Third and most importantly, 18F-FDG PET parameters were used to evaluate the severity degree and prognosis. The numbers of focuses on 18F-FDG PET before treatment were more important factors in association with the mRS scores before and after treatment, which was rarely reported in previous literature. It is easy to explain that the more parts of the cerebral cortex involved, the worse the ability to recover function, as seen in our anti-NMDAR and anti-PNMA2 + /Ma2/Ta patients who developed encephalitis. Hypermetabolism of the MTL was common in imaging diagnosis, accompanied by hypometabolism of occipital or parietal lobes. This feature aggravates the severity of this disorder. We also found that the SUVmax of the MTL was the most notable factor associated with the mRS scores after treatment.
The hypermetabolism of the MTL was the most remarkable feature in our study diagnosed with anti-GABABR, LGI1, HU, anti-Ma and anti-Ta, and anti-NMDAR encephalitis, which was similar to prior reports [18, 19, 2530]. The SUVmean of the MTL in the anti-GABABR group was higher than that in the other groups, which might be a reminder that the former more easily involves the MTL. Meanwhile, this manifestation might combine to trigger different types of tumours in the anti-HU group, which was confirmed in this study. Metabolic changes on 18F-FDG PET in the extralimbic regions, consisting of the basal ganglia and occipital, parietal, and frontal lobes. Our three patients in the anti-LGI1 group, who also had faciobrachial dystonic seizures (FBDs); two patients in the anti-GAD65 group; and four patients in the anti-HU group without focal motor status epilepticus (FMSE) all showed hypermetabolism of the basal ganglia, which was as described in the previous literature [3136]. The different viewpoint was that Valerio Frazzini et al. [37] studied anti-HU patients with FMSE.
It is worth noting that multiple focal infiltrates of inflammatory cells lead to the development of neuronal hyperexcitability and that myoclonic jerks may arise from an atypical propagation of neuronal activity along various networks.
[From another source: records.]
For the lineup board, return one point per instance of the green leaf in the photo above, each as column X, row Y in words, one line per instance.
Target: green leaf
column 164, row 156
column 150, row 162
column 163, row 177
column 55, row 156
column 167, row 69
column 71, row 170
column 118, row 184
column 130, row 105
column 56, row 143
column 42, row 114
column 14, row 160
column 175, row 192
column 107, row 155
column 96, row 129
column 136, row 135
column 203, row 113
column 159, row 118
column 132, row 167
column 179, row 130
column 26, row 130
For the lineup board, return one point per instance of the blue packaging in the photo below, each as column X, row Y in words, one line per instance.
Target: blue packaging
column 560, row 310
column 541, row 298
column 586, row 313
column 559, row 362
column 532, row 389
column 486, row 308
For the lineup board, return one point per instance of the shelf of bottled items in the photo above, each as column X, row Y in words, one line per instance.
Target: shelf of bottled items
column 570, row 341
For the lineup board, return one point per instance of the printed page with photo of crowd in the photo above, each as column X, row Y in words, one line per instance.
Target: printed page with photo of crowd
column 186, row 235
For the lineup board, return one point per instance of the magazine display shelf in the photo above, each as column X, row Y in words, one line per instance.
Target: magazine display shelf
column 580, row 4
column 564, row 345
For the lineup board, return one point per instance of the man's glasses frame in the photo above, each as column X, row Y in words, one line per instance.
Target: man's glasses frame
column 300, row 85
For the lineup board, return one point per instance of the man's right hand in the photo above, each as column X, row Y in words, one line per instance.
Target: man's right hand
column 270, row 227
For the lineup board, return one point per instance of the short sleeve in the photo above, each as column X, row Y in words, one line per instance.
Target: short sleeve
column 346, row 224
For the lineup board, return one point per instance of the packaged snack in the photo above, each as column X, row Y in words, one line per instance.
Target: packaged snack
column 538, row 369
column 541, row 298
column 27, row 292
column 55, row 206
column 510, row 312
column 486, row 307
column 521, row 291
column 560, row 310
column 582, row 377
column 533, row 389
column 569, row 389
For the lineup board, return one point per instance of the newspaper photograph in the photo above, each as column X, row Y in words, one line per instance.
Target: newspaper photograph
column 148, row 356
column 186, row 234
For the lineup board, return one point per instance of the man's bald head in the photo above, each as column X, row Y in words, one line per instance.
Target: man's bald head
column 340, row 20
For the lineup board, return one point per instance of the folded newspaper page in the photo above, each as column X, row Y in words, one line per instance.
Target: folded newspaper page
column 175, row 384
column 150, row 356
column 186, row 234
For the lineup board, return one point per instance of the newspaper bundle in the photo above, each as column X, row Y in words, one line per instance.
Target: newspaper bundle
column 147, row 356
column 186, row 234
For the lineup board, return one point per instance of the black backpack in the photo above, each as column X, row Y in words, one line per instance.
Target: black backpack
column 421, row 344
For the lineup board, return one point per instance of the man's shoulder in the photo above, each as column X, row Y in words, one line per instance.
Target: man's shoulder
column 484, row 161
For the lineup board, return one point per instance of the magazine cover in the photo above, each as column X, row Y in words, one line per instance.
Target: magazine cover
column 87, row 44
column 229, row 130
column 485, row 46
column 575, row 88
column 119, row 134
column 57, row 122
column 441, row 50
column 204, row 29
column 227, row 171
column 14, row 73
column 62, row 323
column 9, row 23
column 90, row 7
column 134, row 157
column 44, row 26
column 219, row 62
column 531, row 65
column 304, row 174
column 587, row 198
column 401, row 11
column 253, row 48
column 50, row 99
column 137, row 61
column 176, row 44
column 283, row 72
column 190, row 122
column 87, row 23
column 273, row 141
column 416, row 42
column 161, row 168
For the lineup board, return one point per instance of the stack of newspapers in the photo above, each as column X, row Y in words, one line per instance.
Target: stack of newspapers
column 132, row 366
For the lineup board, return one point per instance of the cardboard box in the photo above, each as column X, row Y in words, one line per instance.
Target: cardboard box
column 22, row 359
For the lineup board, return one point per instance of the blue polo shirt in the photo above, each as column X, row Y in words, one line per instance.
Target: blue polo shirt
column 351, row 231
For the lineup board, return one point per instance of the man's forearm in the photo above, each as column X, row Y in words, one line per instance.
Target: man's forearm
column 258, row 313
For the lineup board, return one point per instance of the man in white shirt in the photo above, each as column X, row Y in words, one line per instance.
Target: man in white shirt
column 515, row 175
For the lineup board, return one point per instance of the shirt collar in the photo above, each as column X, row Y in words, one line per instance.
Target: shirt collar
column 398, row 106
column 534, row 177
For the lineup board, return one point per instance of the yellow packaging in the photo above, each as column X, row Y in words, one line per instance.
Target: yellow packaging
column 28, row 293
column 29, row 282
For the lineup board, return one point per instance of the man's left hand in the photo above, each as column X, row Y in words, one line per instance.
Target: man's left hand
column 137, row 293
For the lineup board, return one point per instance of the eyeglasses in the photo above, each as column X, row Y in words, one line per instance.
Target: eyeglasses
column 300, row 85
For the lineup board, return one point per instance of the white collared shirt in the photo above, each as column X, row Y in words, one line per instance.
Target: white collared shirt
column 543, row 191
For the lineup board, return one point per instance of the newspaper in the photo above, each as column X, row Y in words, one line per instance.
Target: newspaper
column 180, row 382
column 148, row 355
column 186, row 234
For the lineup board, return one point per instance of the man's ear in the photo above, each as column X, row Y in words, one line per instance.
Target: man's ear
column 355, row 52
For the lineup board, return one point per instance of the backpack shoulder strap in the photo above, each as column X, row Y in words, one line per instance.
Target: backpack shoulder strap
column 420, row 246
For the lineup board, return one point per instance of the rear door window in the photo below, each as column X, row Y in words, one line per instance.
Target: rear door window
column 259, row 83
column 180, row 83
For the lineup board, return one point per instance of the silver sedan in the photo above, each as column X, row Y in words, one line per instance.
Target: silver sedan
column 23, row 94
Such propagation may differ from that observed in typical motor seizures, resembling the FBDS [38]. Our anti-NMDAR cases without basal ganglia hypermetabolism resemble those reported by Tripathi et al. [39]. In general, neocortical hypometabolism may result from functional impairment propagated along cortical and subcortical networks arising from the sites of primary abnormalities in the MTL and basal ganglia [40]. Overall, hypermetabolism of the MTL and basal ganglia on 18F-FDG PET may be referred as a marker of neuroinflammation in some types of AE [13, 16, 25].
Generally, previous studies [41, 42] have demonstrated that older age, tumours, and convulsive status epilepticus are related to poor prognosis. Liu X et al. [18] and Xinyue Zhang et al. [42] found involvement of the limbic system in the anti-GABAB group on 18F-FDG PET and MRI, which was more common in the poor prognosis group than in the favourable prognosis group, contrary to the viewpoint of Qian Zhao et al. [43] in LGI1 encephalitis. However, in our study, the SUVmax of the MTL was the most notable result in six types of AE for prognosis, which was different from one type of antibody. Future prospective studies will be required to verify these findings and explore pathogenic mechanisms.
This study is limited by its retrospective nature and selection bias. Twenty-two patients only underwent 18F-FDG PET in the acute and subacute phases of disease, and two patients with anti-LGI1 and anti-GAD65 group underwent 18F-FDG PET after 1 year of treatment; thus, it will be difficult to evaluate treatment effects. Further prospective and longitudinal cohort studies should be performed.

Conclusions

In summary, this study provided detailed descriptions of distinct cerebrum metabolic patterns related to acute and subacute phases of AE on 18F-FDG PET, which was more sensitive than MRI. The common pattern of AE was high MTL metabolism on 18F-FDG PET, which was associated with a decreasing SUVmean of the occipital lobe, and the number of lesions on PET before treatment may be significant factors in assessing disease severity. The increasing SUVmax of the MTL may serve as a prognostic biomarker in AE. Future prospective studies are required to verify these manifestations and to identify more accurate prognostic factors.

Acknowledgements

Not applicable.

Declarations

Ethics approval was obtained from Institutional Review Board of the Second Affiliated Hospital of Harbin Medical University (number KY2022-188). All patients signed informed consent forms, especially the age under 14 years old, informed consent have been obtained from their parents. The study is a retrospective study involving human data that has already been collected and did not require additional recruitment of human subjects, waving the need for additional informed consent. All methods were carried out in accordance with relevant guidelines and regulations set by the Second Affiliated Hospital of Harbin Medical University.
Written informed consents were obtained from the patients for publication of this manuscript and any accompanying images. A copy of the written consent is available for review by the Editor- in -chief of this journal.

Competing interests

The authors declare no competing interests.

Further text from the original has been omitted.